Hier machte Klaus Vetter deutlich, dass auch im Bio-Bereich der Milcherzeugung keinesfalls Entwarnung gegeben werden könne. Aufgrund der deutlich höheren Erzeugungskosten sei im Bio-Sektor eine ähnliche Unterdeckung zwischen Erzeugungskosten und Auszahlungspreisen zu verzeichnen, wie im konventionellen Sektor. Auch die Tatsache, dass vor allem wertschöpfungsorientierte Molkereien keine neuen Bio-Erzeuger aufgrund der unsicheren Abnahmesituation aufnehmen würden, spreche dafür, dass die strukturellen Probleme auf dem Milchmarkt auch auf den Bio-Markt ausstrahlen.
Ein weiterer Diskussionspunkt war die Entwicklung der Gemeinsamen Agrarpolitik der EU in der nächsten Förderperiode. Die BDM-Milchviehhalter machten hier deutlich, dass eine Abkehr vom bisherigen System der primären Flächenprämierung durchaus anzustreben sei, es allerdings primär auf eine Veränderung der Gemeinsamen Marktordnung ankomme, um kostendeckende Preise für Agrarprodukte auf den Märkten realisieren zu können. Keinesfalls dürfe es allerdings dazu kommen, nun schon eine deutliche Wendung in der Förderpolitik ohne parallele Veränderung in der Marktorganisation zu realisieren. Grundsätzlich sollten die Milchviehhalter aufgrund der hohen Arbeits-, Kapital- und Investitionsintensität der Milchviehhaltung in einem zukünftigen Förderungssystem der EU besser gefördert werden, so ergänzte Gerd Arras, der sich auch im Landesteam Hessen engagiert.
Bei der Diskussion um die Perspektive der Landwirtschaft in Hessen fiel bald der Blick auf die europäische und die globale Perspektive: Durch die, einseitig auf Produktion ausgelegte EU-Agrarpolitik werde die Ressourcen-verbrauchende und gleichzeitig für Erzeuger und Tiere desaströse Mengenorientierung gefördert.
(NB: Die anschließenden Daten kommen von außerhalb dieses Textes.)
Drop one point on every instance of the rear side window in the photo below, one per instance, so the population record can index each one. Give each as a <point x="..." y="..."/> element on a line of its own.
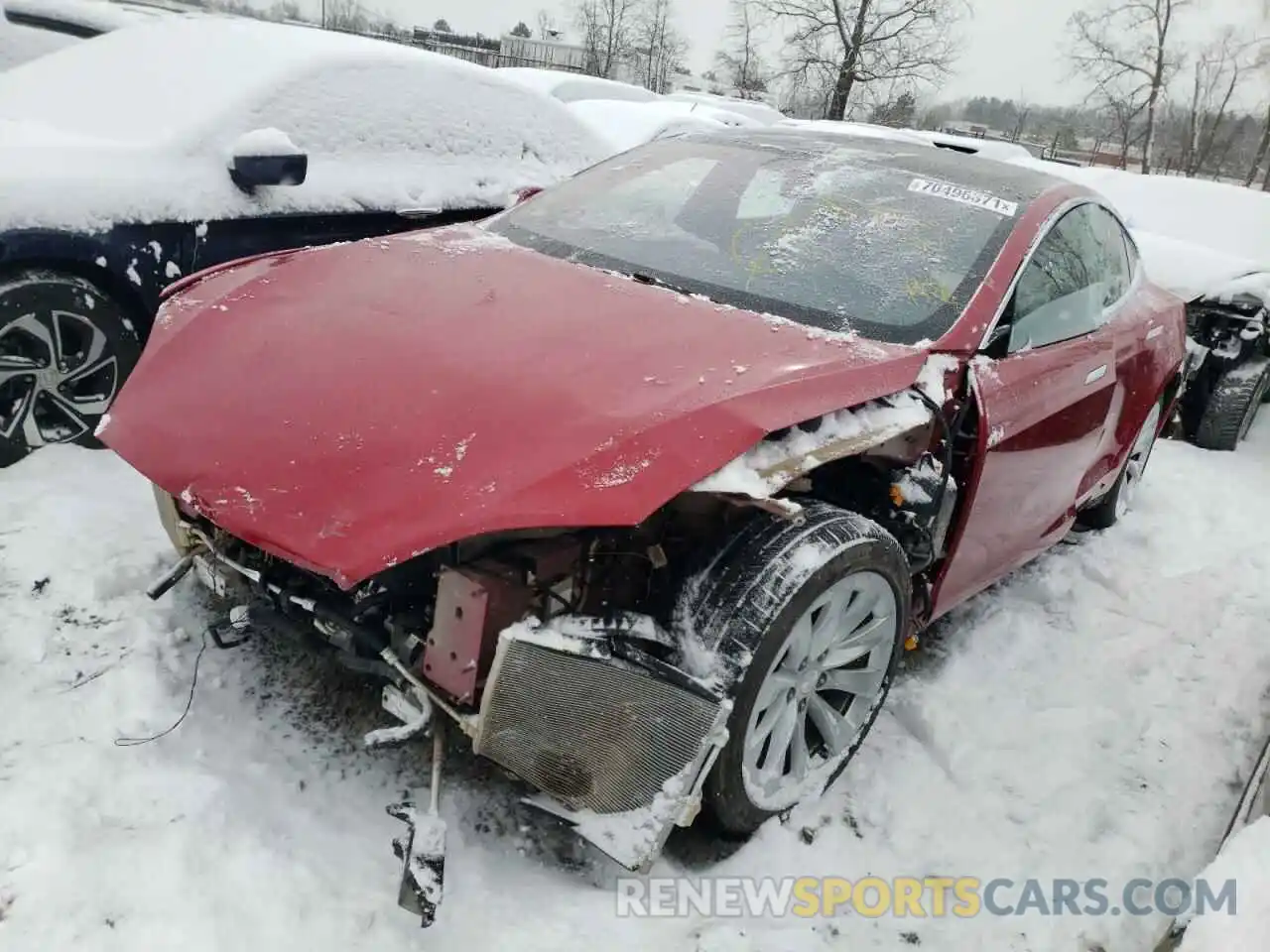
<point x="1080" y="268"/>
Ebenso schaffe der, in den vergangenen Jahrzehnten politisch gewollte, Import von Futtermitteln wiederum mehr Probleme als Lösungen: Während Nährstoffüberschüsse in der EU verblieben, würden die mit den Importen erzeugten Nahrungsmittel keine ordentliche Wertschöpfung bei den Erzeugern generieren, so Klaus Vetter.
In Bezug auf die sich intensivierende Klimadebatte räumten die BDM-Vertreter auch die Bedeutung der Landwirtschaft in Bezug auf CO2-Emmissionen ein; allerdings sei die Landwirtschaft auch der einzige Wirtschaftszweig, der durch Aufwuchs – gerade im Grünland – auch CO2 wieder aktiv binden könne. Im Übrigen sei das Abwenden der – von der Ernährungsindustrie gewollten – Überproduktion an landwirtschaftlichen Produkten das beste Mittel gegen unsinnige klimaschädliche Emissionen, so Vetter.
Gegen Ende des Gesprächs forderten Klaus Vetter, Gerd Arras und Paul Jestädt eine deutlich aktivere Rolle der hessischen Staatsregierung in Form der grünen Agrarministerin Priska Hinz ein, um auf bundespolitischer Ebene wieder Impulse für die Milcherzeuger zu setzen. Beschlossen wurde der Termin mit einem Schnappschuss vor dem hessischen „Jubiläums-Löwen“ im Innenhof des Wiesbadener Stadtschlosses, der an das 70-jährige Jubiläum des Bundeslandes erinnert.